Monopoly electric utilities are wrong for Missouri

In recent years, Missouri’s monopoly investor-owned electric utilities have touted the benefits of the Illinois form of electric regulation. The Illinois electric market is characterized by two features:

competition in the electric generation market

incentives for utilities to invest in the distribution grid.

Interestingly, the Missouri utilities were able to convince the General Assembly (by employing more than 40 special interest lobbyists) to enact a portion of the Illinois model (the distribution investment incentive in Missouri Senate Bill 564 of 2018) while ignoring the more important portion of the Illinois model — electric competition.

Recognizing that electric generation competition is the fundamental part of the Illinois model that results in the customer rate reductions, it is unlikely that the benefits experienced in Illinois would ever be realized in Missouri without Senate Joint Resolution 25, calling for deregulation of electric generation, passing and later being voted on by Missourians.

This resolution is very important to the economic well-being of Missouri. Clearly, regulation is not working in the state. Since 2010, Missouri’s average industrial electric rate has increased by over 51%. In contrast, the national average industrial electric rate has only increased by 6.2%.

Over the past 40 years, the state and federal government have repeatedly taken steps to replace regulation with competition. For example, instead of regulating airlines, trucking, trains, telephone, internet, electricity and more, electric, we have allowed the competitive market to set prices for those services with amazing success and innovation.

SB 564 has effectively allowed Ameren to have its cake and eat it too. Specifically, this allowed Ameren to have a distribution investment incentive without having to expose itself to the competition that exists in Illinois. In other words, passage of SB 564 provided Ameren an increased incentive to invest in Missouri, which would cause customer rates to increase, without implementing the portion of the model (electric competition) which is what actually spurs rate reductions. As a result, rates in Missouri are now above the national average and destined to continue to go up.

Worse still, Ameren claimed that SB 564 would be used to modernize our electric grid. That said, in its recent capital investment plan, Ameren revealed that these incentives are being used for all investment and not simply its investment in grid modernization. Specifically, Ameren is spending $1 billion in wind generation.

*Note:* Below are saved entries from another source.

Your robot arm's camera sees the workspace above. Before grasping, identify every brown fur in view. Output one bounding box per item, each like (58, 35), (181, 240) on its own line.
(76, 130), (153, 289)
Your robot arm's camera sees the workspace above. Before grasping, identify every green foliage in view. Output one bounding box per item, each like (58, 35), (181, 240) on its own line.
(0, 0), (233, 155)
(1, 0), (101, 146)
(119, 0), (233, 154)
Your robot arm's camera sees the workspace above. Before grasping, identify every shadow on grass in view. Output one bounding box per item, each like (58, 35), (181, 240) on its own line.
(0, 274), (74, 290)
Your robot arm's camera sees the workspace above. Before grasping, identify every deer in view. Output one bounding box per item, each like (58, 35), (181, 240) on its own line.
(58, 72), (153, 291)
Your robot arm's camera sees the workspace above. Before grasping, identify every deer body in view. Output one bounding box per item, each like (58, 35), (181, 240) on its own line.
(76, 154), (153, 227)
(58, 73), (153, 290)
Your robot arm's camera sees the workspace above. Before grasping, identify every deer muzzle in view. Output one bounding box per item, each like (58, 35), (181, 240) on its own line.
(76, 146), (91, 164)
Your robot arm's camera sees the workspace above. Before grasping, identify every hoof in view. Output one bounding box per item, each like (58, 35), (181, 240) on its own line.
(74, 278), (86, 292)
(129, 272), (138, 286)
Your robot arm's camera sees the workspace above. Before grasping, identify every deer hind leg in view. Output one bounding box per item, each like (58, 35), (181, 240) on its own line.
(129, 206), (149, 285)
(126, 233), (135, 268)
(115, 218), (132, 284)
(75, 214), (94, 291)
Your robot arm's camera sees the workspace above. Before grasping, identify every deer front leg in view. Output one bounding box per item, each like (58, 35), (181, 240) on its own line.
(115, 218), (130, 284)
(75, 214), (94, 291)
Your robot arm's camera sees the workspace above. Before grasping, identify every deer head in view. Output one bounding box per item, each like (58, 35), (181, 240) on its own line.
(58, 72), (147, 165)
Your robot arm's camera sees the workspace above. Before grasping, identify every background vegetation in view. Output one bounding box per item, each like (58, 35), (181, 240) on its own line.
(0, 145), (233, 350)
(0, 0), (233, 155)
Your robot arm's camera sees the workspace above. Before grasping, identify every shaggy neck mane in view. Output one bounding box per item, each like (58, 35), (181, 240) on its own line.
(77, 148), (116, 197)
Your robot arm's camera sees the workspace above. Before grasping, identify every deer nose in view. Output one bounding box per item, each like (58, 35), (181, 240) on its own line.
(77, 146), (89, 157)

Given this, the benefits of SB 564 claimed a modernized distribution grid will not be realized in Missouri to the extent touted by Ameren.

Since I came into the Missouri Senate in 2013, Ameren, Kansas City Power and Light Company and Empire Energy have spent millions of dollars and have effectively reduced oversight of the Missouri Public Service Commission (the only watchdog of utility monopoly tyranny). As I have indicated for many years and still believe today, SB 564 was about the greed, and not about the grid. The fox is managing the hen house.

Doug Libla is a member of the Missouri Senate.